“Fear guides the restriction of our ambition. You have not to be scared. Be audacious. Be ambitious. Your life can be wider than your widest dream,” ( Arsene Wenger, 2021).
I remember it like yesterday. The very first time that Arsene Wenger was announced as the new Arsenal Football Club Manager was during the very same season that I was chosen to be a member of the Official Arsenal FC Ballboy and Ballgirl squad. I remember being particularly proud of having the squad number 10 as that happened to be the squad number of the legendary Dennis Bergkamp in the Arsenal First team squad. I also remember at the end of that 1996/97 season when Wenger arrived and we finished in 3rd place, that I had the opportunity to shake his hand and thank him in his native French (Merci Monsieur Wenger) at the end of season awards at Highbury for all who had officiated for the club during that season.
Nobody knew who Arsene Wenger was. In truth he was an enigma to us all. Little did we know that some 22 years later after his arrival to the club he loved that he would leave a legacy which marked him out as the most successful and longest serving manager in the history of Arsenal Football Club. And among the greatest of his achievements was to do the impossible in leading his talented team of players to win the English Premier League Title without a single defeat during the 2003/04 season.
The release of Arsene Wenger: Invincibles (2021) tells that story in his own words and he has a great supporting cast in Martin Keown, Lee Dixon, Emmanuel Petit, Patrick Vieira, Robert Pires, Ian Wright, Dennis Bergkamp and Arsenal’s greatest ever player in Thierry Henry.

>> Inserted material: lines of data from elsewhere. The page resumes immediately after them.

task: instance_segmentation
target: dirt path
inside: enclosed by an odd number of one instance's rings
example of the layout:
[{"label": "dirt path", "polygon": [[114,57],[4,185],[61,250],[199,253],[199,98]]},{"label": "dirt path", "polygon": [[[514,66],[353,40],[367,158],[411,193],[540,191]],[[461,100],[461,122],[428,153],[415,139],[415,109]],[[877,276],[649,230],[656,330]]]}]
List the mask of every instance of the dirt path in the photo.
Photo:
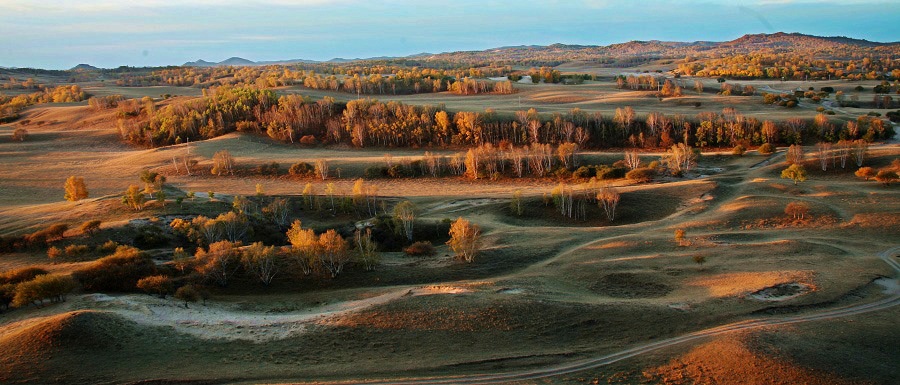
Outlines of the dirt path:
[{"label": "dirt path", "polygon": [[[879,253],[879,257],[885,261],[895,272],[894,280],[897,280],[898,277],[896,275],[900,275],[900,263],[898,263],[895,259],[895,256],[900,253],[900,246],[893,247],[888,250],[882,251]],[[665,340],[657,341],[650,344],[644,344],[640,346],[636,346],[630,349],[625,349],[616,353],[607,354],[600,357],[590,358],[586,360],[580,360],[576,362],[555,365],[550,367],[532,369],[532,370],[523,370],[519,372],[509,372],[509,373],[486,373],[486,374],[475,374],[470,376],[448,376],[448,377],[432,377],[432,378],[419,378],[419,379],[392,379],[392,380],[352,380],[352,381],[342,381],[342,382],[330,382],[331,384],[346,384],[346,383],[365,383],[365,384],[406,384],[406,385],[422,385],[422,384],[496,384],[496,383],[508,383],[512,381],[527,381],[527,380],[537,380],[541,378],[547,377],[555,377],[565,374],[571,374],[575,372],[580,372],[583,370],[594,369],[601,366],[609,365],[614,362],[618,362],[627,358],[635,357],[644,353],[648,353],[651,351],[659,350],[666,347],[675,346],[681,343],[698,340],[701,338],[707,338],[712,336],[717,336],[720,334],[735,332],[735,331],[746,331],[759,329],[764,327],[771,326],[781,326],[781,325],[790,325],[797,324],[803,322],[812,322],[812,321],[821,321],[821,320],[830,320],[836,318],[850,317],[854,315],[870,313],[874,311],[879,311],[883,309],[888,309],[897,305],[900,305],[900,290],[897,287],[893,287],[889,289],[889,296],[878,301],[868,302],[863,304],[857,304],[853,306],[845,306],[839,307],[827,311],[817,312],[813,314],[806,315],[798,315],[791,317],[780,317],[780,318],[765,318],[765,319],[751,319],[746,321],[740,321],[735,323],[730,323],[722,326],[717,326],[714,328],[709,328],[705,330],[700,330],[697,332],[681,335],[678,337],[668,338]],[[322,382],[317,382],[317,384],[323,384]]]}]

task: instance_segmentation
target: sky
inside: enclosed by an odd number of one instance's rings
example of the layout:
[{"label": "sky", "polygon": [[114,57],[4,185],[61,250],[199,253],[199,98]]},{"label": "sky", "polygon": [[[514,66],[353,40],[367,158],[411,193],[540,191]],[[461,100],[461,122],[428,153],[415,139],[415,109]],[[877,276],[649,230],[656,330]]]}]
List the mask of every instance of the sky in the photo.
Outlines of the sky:
[{"label": "sky", "polygon": [[328,60],[800,32],[900,41],[889,0],[0,0],[0,66]]}]

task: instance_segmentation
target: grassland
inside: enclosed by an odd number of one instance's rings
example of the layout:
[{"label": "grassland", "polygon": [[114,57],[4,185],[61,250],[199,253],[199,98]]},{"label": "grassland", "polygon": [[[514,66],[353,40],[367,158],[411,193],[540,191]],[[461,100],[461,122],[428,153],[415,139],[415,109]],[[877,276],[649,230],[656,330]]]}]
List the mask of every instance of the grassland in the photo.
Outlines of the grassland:
[{"label": "grassland", "polygon": [[[707,82],[714,87],[714,80]],[[783,90],[810,85],[742,83]],[[856,84],[815,86],[852,93]],[[720,112],[725,107],[766,119],[815,114],[812,106],[765,106],[759,96],[687,91],[686,97],[660,101],[650,93],[617,90],[611,82],[519,87],[519,93],[506,96],[390,99],[507,113],[577,107],[611,114],[630,105],[639,114]],[[85,89],[128,97],[197,94],[196,89],[174,87],[97,84]],[[279,92],[355,98],[299,88]],[[694,101],[701,101],[701,107],[695,108]],[[119,141],[112,114],[93,112],[83,103],[30,107],[23,113],[30,136],[21,143],[7,136],[22,123],[0,126],[0,235],[101,219],[103,236],[127,239],[128,223],[176,214],[212,215],[227,210],[235,195],[253,195],[257,184],[269,196],[292,198],[306,183],[324,189],[326,182],[287,176],[176,175],[172,157],[187,145],[126,146]],[[860,111],[838,114],[850,119]],[[298,147],[247,134],[190,148],[205,169],[222,149],[239,165],[274,161],[283,169],[325,158],[333,170],[341,169],[341,177],[328,182],[345,193],[366,167],[384,162],[384,153],[401,159],[424,151]],[[795,186],[779,177],[783,152],[734,156],[711,151],[699,161],[703,172],[687,178],[650,184],[615,181],[622,200],[612,222],[602,219],[597,208],[591,208],[586,221],[560,216],[542,199],[558,183],[552,179],[372,180],[388,202],[415,202],[422,209],[422,223],[462,216],[479,224],[484,229],[481,255],[471,264],[458,262],[436,242],[433,257],[385,252],[375,271],[349,269],[334,280],[297,284],[280,278],[267,289],[238,280],[208,303],[188,309],[175,300],[143,294],[87,292],[60,304],[15,309],[0,314],[0,382],[416,383],[418,378],[553,368],[720,325],[809,316],[896,297],[897,273],[879,258],[880,252],[897,246],[896,186],[863,181],[851,168],[817,172],[812,162],[809,180]],[[642,156],[652,160],[659,155]],[[898,156],[896,143],[874,144],[866,164],[889,167]],[[585,163],[612,163],[621,153],[580,157]],[[198,198],[181,207],[124,208],[121,192],[138,183],[144,169],[168,174],[173,196],[194,191]],[[70,175],[85,177],[91,198],[75,203],[62,199],[63,181]],[[509,209],[516,190],[526,199],[521,216]],[[216,192],[216,199],[205,197],[207,191]],[[809,218],[788,218],[784,208],[792,201],[808,203]],[[317,228],[356,220],[295,215]],[[673,239],[676,229],[687,233],[681,245]],[[171,258],[171,248],[151,251],[159,263]],[[695,263],[695,256],[706,262]],[[895,255],[886,258],[897,260]],[[43,250],[0,254],[0,271],[40,266],[68,273],[86,263],[54,262]],[[888,384],[896,379],[894,363],[900,360],[897,326],[891,321],[897,312],[890,307],[710,335],[607,366],[517,382]]]}]

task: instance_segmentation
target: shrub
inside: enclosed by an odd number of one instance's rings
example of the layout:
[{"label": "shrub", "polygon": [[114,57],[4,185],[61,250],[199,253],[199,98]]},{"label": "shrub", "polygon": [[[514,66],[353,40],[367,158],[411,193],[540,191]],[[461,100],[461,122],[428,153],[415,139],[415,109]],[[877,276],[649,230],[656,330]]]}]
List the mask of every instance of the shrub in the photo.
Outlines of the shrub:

The documentary would not have been as interesting without the contribution of Sir Alex Ferguson who built a fierce rivalry with Wenger during those early years where only Manchester United and Arsenal were dominating and competing for that top spot.
While Wenger was unable to recapture the glories of the past towards the end of his illustrious career, he has left an indelible mark on the sport as a manager who paved the way for the likes of Jose Mourinho, Pep Guardiola and Jurgen Klopp – managers imported from diverse European leagues who have become successful in their own right in today’s English Premier League.
If the nicest thing we can do is to send our roses of appreciation to those we love while they are still living, then a statue in honour of Arsene Wenger while he is still here with us would be fitting.
It was a privilege to be a ballboy at the club when Arsene Wenger arrived; euphoric to be in Emirates stadium shouting my head off at the return of Thierry Henry scoring a goal on his second debut in the FA Cup against Leeds and a delight to be among the crowd of red and white during the 2014 FA Cup parade – the first of three before Wenger took his final bow from the club which he lived and breathed and gave his all to. Audacious he was; ambitious he is and for us fans he gave us something wider than our widest dreams and for that I say “Merci beaucoup.”